Volaille Chantecler de tradition (AS)

« L’appellation va représenter la viande et les œufs de poules Chanteclerc [une race patrimoniale dont il ne reste que 1 500 individus]. Le cahier des charges est réalisé, mais nous devons restructurer le protocole sanitaire et ajuster l’alimentation [des poules] basée sur des écrits anciens. On vise une mise en marché en 2022. » – David Auclair, président de la Fédération des races patrimoniales du Québec

Poisson et fruit de mer fumés à la fumée naturelle de bois (TV)

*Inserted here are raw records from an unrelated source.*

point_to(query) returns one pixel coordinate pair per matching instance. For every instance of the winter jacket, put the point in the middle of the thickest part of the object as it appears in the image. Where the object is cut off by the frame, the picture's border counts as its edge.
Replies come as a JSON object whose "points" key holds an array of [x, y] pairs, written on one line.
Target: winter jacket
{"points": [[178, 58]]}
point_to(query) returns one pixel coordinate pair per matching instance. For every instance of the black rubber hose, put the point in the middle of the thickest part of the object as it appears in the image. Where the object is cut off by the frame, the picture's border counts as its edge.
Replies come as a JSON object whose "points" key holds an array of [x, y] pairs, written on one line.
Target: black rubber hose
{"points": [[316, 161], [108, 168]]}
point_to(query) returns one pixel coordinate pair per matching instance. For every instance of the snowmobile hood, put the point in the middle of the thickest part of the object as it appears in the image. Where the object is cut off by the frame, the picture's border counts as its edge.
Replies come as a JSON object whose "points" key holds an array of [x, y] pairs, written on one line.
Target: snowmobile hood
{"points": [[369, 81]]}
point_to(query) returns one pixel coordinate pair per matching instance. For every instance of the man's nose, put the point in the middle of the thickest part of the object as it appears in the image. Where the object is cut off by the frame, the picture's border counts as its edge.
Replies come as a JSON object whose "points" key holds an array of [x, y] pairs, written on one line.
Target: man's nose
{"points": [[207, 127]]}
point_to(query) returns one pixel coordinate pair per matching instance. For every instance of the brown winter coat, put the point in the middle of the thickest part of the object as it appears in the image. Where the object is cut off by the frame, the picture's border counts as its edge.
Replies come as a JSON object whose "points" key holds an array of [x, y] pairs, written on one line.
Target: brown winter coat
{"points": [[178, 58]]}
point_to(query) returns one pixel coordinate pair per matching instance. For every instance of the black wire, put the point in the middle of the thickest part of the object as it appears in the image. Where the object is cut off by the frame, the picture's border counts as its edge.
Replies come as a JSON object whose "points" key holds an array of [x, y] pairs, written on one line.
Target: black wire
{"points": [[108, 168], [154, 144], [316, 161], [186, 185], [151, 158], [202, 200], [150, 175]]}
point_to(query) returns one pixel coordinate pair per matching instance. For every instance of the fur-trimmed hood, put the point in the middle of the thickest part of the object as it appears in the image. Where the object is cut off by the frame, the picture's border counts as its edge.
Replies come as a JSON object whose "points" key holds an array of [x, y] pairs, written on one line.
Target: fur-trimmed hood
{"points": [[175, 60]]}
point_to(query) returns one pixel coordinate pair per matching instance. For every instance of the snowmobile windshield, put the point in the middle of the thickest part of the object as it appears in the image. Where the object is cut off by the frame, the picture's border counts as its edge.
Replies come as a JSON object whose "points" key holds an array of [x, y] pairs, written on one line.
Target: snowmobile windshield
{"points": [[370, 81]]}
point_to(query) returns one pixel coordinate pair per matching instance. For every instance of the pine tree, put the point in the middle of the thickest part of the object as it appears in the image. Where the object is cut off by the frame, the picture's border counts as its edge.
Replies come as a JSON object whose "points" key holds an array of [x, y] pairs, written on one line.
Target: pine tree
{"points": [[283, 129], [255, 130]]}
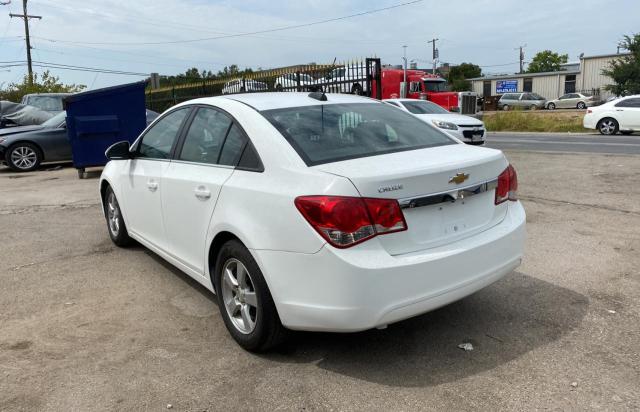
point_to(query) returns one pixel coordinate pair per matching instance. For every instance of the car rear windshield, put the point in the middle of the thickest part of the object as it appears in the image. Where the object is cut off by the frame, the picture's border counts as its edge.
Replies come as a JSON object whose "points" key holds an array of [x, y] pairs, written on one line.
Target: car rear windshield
{"points": [[423, 107], [333, 132]]}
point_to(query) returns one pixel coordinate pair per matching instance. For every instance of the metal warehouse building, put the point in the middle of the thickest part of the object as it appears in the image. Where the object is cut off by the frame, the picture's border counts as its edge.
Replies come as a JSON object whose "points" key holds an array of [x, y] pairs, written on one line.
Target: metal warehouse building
{"points": [[585, 76]]}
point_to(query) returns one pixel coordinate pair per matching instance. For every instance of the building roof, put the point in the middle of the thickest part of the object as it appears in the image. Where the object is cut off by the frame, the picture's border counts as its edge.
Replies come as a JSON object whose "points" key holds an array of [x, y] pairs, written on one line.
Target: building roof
{"points": [[521, 75], [600, 56]]}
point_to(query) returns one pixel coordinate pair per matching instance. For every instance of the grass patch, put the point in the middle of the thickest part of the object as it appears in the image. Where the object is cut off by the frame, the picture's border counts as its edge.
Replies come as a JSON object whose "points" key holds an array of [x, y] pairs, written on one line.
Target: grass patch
{"points": [[534, 121]]}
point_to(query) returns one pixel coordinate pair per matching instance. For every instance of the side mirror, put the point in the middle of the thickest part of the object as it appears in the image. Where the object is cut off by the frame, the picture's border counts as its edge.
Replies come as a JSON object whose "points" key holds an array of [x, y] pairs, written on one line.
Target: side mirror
{"points": [[119, 151]]}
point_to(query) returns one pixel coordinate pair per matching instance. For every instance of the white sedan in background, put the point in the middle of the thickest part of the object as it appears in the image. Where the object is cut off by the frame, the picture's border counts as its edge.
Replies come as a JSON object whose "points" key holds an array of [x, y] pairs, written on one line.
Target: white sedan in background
{"points": [[465, 128], [619, 115], [314, 212]]}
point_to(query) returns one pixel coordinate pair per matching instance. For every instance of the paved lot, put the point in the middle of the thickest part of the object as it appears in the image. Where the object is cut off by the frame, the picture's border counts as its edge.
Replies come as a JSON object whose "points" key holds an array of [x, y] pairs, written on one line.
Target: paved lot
{"points": [[565, 142], [87, 326]]}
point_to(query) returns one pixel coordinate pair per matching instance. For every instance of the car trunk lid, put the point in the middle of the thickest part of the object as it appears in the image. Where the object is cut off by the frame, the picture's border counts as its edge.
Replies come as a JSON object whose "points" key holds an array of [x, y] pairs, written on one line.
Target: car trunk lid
{"points": [[447, 192]]}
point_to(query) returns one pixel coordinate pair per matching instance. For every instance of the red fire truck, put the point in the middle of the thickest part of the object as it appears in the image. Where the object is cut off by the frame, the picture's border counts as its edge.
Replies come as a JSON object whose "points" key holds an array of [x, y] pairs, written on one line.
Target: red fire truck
{"points": [[426, 86]]}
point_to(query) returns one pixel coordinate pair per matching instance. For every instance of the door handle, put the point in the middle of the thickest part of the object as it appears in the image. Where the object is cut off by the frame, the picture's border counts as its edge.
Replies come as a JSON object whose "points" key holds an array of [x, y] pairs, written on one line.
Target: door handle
{"points": [[202, 193], [152, 185]]}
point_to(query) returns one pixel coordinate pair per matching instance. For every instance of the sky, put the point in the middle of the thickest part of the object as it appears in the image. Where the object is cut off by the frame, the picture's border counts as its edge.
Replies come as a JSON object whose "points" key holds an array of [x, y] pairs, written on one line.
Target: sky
{"points": [[484, 32]]}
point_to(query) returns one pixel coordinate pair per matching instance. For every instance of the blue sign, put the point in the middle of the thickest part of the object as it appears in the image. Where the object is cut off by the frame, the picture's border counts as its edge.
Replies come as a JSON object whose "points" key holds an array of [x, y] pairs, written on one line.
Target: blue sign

« On voulait se démarquer en respectant les règles de l’art. Nos produits auraient été fumés naturellement contrairement à ceux traités artificiellement par injection de fumée liquide, par exemple. Mais on abandonne le projet; il y a trop de contraintes techniques [pour l’élaboration des critères d’application de la certification]. » – Laura Boivin, propriétaire du Fumoir Grizzly

Les appellations : quelles sont-elles?

Le concept d’appellation, très connu en Europe, mais peu au Québec, protège l’authenticité d’un produit, apporte une valeur ajoutée et le rend admissible à des subventions du gouvernement pour en faire la promotion.

Seul ce dernier peut reconnaître une appellation ou un terme valorisant. Leur utilisation est ensuite contrôlée par un certificateur indépendant (ex. : Ecocert) et protégé par le gouvernement par l’entremise du Conseil des appellations réservées et des termes valorisants (CARTV). Voici ce que signifient les différentes catégories d’appellations réservées.

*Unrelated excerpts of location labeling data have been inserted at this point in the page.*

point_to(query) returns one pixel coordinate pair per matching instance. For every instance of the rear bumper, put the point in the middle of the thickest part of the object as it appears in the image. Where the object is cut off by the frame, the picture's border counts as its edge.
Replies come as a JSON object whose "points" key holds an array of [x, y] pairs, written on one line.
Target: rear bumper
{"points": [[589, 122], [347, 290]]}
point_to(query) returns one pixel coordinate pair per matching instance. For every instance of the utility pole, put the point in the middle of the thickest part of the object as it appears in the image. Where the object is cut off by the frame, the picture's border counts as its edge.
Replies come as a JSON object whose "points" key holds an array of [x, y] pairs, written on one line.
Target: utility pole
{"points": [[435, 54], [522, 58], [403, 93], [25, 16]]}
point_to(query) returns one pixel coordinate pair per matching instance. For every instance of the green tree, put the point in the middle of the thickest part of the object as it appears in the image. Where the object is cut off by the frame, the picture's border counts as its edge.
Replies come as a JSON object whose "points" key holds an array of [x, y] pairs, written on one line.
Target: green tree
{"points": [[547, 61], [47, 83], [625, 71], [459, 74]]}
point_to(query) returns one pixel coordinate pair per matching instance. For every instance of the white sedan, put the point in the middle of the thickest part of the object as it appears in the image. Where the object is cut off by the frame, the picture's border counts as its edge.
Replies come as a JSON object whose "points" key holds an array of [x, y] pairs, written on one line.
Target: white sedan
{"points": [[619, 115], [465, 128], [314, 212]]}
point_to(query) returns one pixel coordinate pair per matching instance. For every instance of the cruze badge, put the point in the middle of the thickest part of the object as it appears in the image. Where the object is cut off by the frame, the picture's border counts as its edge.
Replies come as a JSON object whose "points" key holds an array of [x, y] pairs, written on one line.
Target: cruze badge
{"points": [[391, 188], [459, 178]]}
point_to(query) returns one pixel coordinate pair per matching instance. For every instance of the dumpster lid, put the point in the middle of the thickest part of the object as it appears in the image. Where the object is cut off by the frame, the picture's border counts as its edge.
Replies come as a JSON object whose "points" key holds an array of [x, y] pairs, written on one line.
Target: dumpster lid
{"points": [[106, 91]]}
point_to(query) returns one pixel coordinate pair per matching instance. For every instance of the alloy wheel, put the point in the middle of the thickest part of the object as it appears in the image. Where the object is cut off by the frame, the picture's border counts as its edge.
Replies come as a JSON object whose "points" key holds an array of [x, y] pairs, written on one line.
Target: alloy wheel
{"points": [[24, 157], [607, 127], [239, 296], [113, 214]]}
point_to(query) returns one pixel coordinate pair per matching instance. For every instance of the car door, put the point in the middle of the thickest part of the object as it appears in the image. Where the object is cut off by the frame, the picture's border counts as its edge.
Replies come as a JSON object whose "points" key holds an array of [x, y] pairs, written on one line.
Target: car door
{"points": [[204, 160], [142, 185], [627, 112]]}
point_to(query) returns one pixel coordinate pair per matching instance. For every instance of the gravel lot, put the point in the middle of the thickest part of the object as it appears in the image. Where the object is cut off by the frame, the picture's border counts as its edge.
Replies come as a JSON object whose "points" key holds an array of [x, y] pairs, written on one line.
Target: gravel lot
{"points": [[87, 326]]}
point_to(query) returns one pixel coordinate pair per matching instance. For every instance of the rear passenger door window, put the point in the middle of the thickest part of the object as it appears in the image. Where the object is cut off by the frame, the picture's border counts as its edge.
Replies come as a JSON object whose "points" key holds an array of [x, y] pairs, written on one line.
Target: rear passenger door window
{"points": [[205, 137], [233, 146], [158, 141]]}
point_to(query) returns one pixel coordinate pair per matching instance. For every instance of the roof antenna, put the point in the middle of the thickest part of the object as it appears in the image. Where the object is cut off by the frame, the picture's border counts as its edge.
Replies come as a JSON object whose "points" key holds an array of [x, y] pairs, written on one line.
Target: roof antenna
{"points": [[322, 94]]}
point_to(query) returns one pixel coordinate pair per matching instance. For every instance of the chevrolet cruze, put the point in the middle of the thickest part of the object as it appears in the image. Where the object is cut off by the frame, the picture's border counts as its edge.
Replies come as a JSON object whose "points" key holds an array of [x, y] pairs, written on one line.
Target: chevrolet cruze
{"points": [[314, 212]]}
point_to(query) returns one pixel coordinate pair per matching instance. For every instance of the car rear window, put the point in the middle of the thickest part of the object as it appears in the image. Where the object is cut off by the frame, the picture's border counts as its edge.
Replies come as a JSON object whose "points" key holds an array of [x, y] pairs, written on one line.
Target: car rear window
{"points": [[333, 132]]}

Appellation de spécificité (AS) : Le produit présente des spécificités traditionnelles ou un savoir-faire particulier, comme le fromage de vache de race Canadienne, par exemple.

Indication géographique protégée (IGP) : Le produit présente des caractéristiques particulières attribuables à sa région de production. Seule l’étape d’élaboration du produit qui lui donne ses caractéristiques doit être obligatoirement réalisée dans la région.

Appellation d’origine (AO) : Les caractéristiques géographiques définissent la spécificité et la personnalité du produit. La totalité des opérations d’élaboration du produit doit être réalisée dans la région.

Le mode de production : C’est la reconnaissance d’une certaine manière de produire qui met en œuvre des techniques différentes et des contraintes de production, comme l’appellation biologique, par exemple.

Terme valorisant (TV) : Il ne s’agit pas ici d’une appellation. Le terme valorisant est différent et cible une caractéristique particulière d’un produit généralement liée à une méthode de production ou de préparation recherchée par le consommateur, comme les fromages fermiers, par exemple.